Katsumi sword-battling against his opponent at the 66th All Japan Kendo Championship Taikai

-There was a the World Championship this year too. Did anything change within you through that competition?

It was a tough competition, and I think I was able to become stronger mentally. In preparing for the All Japan Championship, I was in good form, and although I unfortunately lost in the police championship at the end, I think I went into the All Japan Championship with good momentum.

-What were you feeling as you fought in this tournament?

This time I was trying to focus on my first match without thinking ahead, so I wasn’t really thinking much of “oh there’s Hayashida, and there’s Ando” like that. My style is always to focus on your first round opponent, so when I am able to do that I think I always manage to advance to the latter stages. I think I was able to approach it with the mentality to focus on each match.

Katsumi looking at the arena of the 66th All Japan Kendo Championship Taikai

There are many young players like Ando who are catching up, but how do you feel about that?

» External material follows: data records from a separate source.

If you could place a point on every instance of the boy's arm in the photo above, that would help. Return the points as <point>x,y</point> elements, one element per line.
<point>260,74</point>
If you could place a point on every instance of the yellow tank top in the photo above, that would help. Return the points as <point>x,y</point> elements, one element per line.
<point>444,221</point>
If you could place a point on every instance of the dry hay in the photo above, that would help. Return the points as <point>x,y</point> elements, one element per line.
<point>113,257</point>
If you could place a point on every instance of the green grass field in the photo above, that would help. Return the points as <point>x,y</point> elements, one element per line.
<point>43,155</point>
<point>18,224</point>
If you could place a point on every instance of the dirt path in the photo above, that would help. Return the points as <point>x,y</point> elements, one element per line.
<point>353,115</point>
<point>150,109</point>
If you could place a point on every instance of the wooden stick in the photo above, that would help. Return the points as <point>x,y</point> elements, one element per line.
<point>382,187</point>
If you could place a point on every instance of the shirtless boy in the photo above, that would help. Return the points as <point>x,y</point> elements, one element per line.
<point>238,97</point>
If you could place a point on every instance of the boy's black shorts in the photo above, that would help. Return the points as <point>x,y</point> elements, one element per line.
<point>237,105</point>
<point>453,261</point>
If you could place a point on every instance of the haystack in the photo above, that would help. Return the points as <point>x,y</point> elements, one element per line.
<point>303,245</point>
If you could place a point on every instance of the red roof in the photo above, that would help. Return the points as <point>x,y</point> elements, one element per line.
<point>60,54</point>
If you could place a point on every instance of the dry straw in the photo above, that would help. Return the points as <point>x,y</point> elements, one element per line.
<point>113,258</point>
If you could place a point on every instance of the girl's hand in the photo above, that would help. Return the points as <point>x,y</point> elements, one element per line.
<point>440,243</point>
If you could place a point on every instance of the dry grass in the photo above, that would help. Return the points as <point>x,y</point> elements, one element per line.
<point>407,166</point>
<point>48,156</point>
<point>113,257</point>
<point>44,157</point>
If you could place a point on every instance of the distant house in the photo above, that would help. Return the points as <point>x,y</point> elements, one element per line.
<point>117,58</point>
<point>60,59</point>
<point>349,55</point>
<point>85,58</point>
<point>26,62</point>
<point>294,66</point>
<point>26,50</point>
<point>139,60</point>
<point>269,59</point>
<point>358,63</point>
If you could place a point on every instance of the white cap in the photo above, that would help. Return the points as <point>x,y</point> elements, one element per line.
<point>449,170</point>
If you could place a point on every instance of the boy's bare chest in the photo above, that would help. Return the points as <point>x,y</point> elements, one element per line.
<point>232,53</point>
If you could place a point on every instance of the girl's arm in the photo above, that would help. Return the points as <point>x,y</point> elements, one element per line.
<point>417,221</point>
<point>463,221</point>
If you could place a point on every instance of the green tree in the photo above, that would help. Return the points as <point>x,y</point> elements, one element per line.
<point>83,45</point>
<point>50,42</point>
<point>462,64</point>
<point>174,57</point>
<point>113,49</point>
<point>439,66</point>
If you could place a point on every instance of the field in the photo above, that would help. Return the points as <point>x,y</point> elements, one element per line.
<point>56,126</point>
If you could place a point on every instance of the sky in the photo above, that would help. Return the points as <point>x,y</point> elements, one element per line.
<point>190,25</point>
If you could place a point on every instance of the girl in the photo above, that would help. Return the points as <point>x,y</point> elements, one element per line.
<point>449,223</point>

Of course there are many senpai who are playing well after reaching 30. We are in-between those two groups, but we are talking among us that we need to show some pride as the older generation and not let them beat us so quickly. The generation coming up is really strong, and we need to respect them for them for that.

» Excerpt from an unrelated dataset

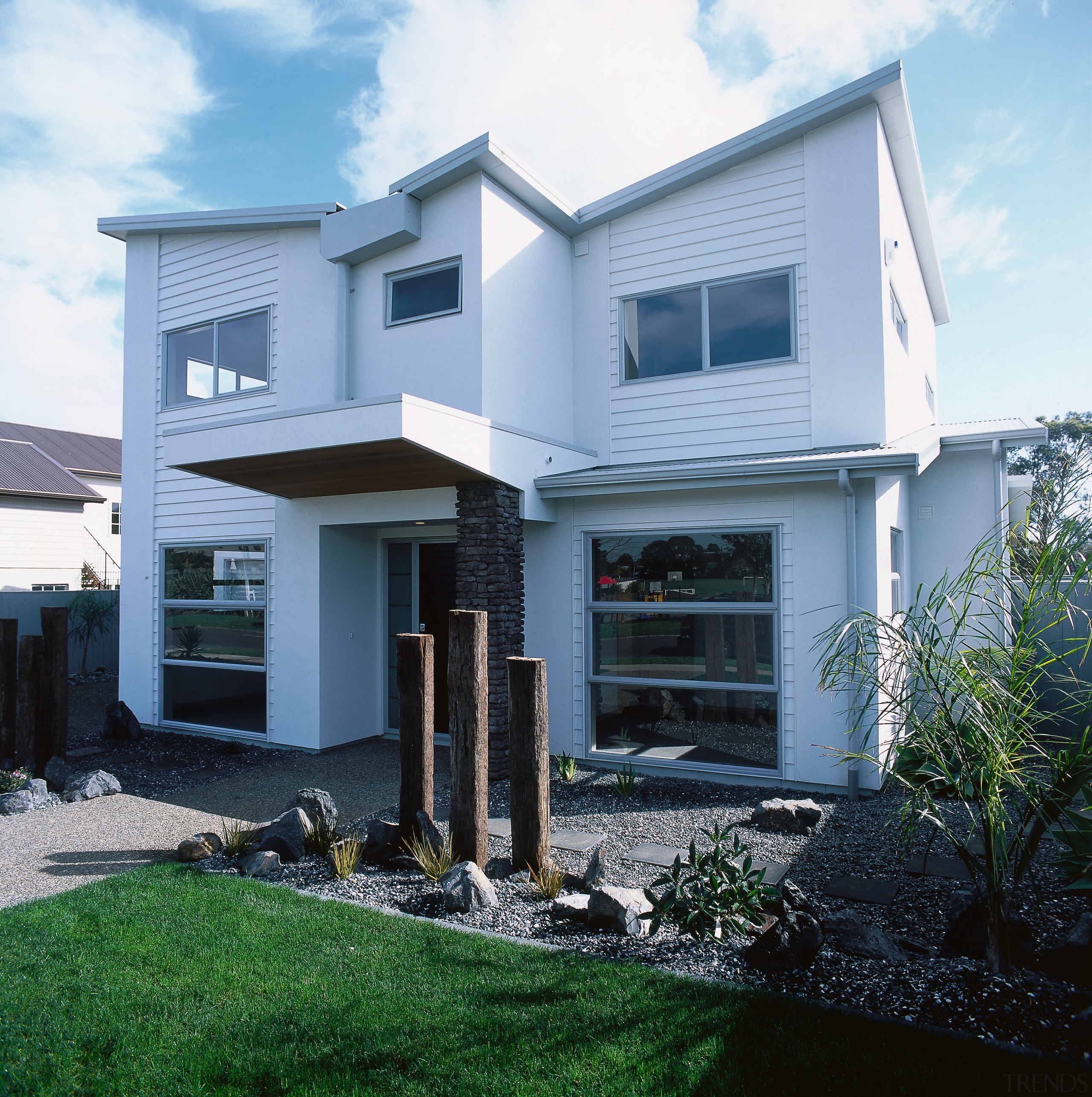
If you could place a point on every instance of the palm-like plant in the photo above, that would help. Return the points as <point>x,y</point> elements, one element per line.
<point>948,699</point>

-What does the All Japan Championship stage mean to you?

No matter how many times you play in that tournament, you still get nervous in your first match. I want to play next year too and aim to win the title again. I think I can keep playing for a few more years.

Clad in black - Panther - Black Kendo Bogu set

I will definitely come back here

Matsuzaki Ryosuke at the 66th All Japan Kendo championship Taikai

Quarter-finalist Ryosuke Matsuzaki (Miyazaki, Miyazaki Police, 29)

29 year old Matsuzaki, who entered the Miyazaki Police from Chuo University, was the only surprise package from the last 8 players. When he played in the All Japan Championship 3 years ago for the first time, he lost in the first round. He defeated Washizu (Chiba) and Iwakiri (Osaka), both around the same age as him, as well as 35 year old and first time participant Hirano (Saitama) to reach the quarter final, but succumbed to fellow Kyushu player Nishimura.

 -Can you reflect on the tournament?

Last time I played in this tournament I lost in the first round, so although I wanted to go one further I think I’ve progressed a lot since then. Because of last time’s experience, I’ve always thought strongly that “I will definitely come back here.”

-What kind of image did you have of your quarter final opponent Nishimura?

I knew he was good at the kote, which got me in the end, but I think his skill is such that even if you know it he will still get you. That was also due to my own weakness, but his kote strike was superb.

Matsuzaki facing his opponent at the 66th All Japan Kendo Championship Taikai

-Perhaps you had some plans against his kote move.

I had my own aims, but in the end I felt like he seized the “maai” (moment of pause) to strike me.

-Has anything changed within in you as you’ve gotten older?

Within Miyazaki Police, there are many younger players who are very strong, so I try hard not to be outdone by them physically.

-Do you want to keep challenging?

Of course. I will keep trying to play here again. The preliminaries are really tough too, but I will definitely win and aim higher.